Rolling Over A 401(k) To An IRA Can Cost You Thousands Of Dollars

Retirement

The most common qualified retirement plan transaction is the rollover. Quite often when an employee leaves an employer, the employee rolls over the 401(k) or other retirement plan balance to an IRA.

These rollovers could be costing many investors thousands of dollars, according to a new study from Pew Charitable Trusts.

Many 401(k) and other employer retirement plans allow participants to buy “institutional shares” in mutual funds and other investment funds. These shares have lower expenses and fees than the standard “retail shares” of the funds.

An individual can purchase institutional shares through an IRA, but only when the individual has a significant IRA balance. Most institutional share classes have a minimum initial investment of $1 million. Most people, after rolling over money from an employer plan to an IRA, have to buy the retail shares.

The cost difference between the two share classes might seem very small, but the total additional cost mounts over time. Hybrid mutual funds (typically balanced or asset allocation funds) had the lowest cost difference between retail and institutional shares at 0.19 percentage points.

Even that small difference compounds to a big number. The Pew study said that many investors don’t realize how much the shift from institutional shares to retail shares costs them over time.

Using the total amount rolled over from IRAs to 401(k)s in 2019, the expense difference cost investors a total of $980 million in that one year alone, according to estimates in the study. Stock and bond funds have more significant cost differences between the two share classes, so the loss to investors is much higher.

Over periods of 25 years or more, the cost really compounds. One estimate in the study is that after 25 years an investor who rolled over $250,000 would have paid more than $10,000 in additional fees. The final balance of the account would be reduced by more than $20,000.

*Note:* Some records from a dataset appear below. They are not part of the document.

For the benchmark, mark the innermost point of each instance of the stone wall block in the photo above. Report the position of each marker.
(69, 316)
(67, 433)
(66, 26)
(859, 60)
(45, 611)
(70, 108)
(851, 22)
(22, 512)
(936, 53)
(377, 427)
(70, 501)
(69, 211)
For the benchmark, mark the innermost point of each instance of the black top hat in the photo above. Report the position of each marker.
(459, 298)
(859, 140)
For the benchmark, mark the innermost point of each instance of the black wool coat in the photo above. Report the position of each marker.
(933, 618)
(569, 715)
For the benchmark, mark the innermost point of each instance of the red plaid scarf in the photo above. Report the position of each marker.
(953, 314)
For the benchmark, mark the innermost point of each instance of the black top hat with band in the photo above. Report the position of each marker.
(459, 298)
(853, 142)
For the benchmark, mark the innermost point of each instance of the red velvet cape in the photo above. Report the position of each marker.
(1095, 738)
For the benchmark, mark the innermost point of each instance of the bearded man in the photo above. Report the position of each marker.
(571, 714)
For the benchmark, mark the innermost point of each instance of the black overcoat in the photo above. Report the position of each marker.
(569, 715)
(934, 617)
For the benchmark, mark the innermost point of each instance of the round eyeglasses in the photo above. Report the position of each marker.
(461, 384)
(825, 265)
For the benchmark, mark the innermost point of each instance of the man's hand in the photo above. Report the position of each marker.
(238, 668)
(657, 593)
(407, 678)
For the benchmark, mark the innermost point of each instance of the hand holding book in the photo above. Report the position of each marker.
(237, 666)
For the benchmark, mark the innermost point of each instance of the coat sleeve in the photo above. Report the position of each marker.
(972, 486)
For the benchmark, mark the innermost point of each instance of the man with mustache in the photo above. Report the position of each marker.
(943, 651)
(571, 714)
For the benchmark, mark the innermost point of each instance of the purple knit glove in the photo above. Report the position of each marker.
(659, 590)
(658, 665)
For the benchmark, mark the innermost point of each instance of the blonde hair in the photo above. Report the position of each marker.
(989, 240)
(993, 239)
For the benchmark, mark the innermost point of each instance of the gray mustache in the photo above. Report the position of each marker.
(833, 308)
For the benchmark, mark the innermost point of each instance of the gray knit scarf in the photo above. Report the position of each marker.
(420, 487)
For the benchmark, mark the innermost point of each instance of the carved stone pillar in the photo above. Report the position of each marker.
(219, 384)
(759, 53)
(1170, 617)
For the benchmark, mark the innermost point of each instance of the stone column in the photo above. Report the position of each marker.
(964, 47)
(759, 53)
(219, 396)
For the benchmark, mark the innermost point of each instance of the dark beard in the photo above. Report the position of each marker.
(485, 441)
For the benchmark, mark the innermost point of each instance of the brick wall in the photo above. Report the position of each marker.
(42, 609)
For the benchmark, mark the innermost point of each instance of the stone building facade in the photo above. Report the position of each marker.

The study recommends what I’ve long recommended. Before rolling over money from an employer plan to an IRA, compare several factors. One factor is the quality of the investment options in the 401(k) and IRA. Another factor is the fees and expenses charged by each of the options. Some employer plans have average to high fees, while others work hard to reduce the costs to their participants and are good deals.

Don’t automatically roll over a 401(k) to an IRA when leaving an employer. Consider all the differences between the two options.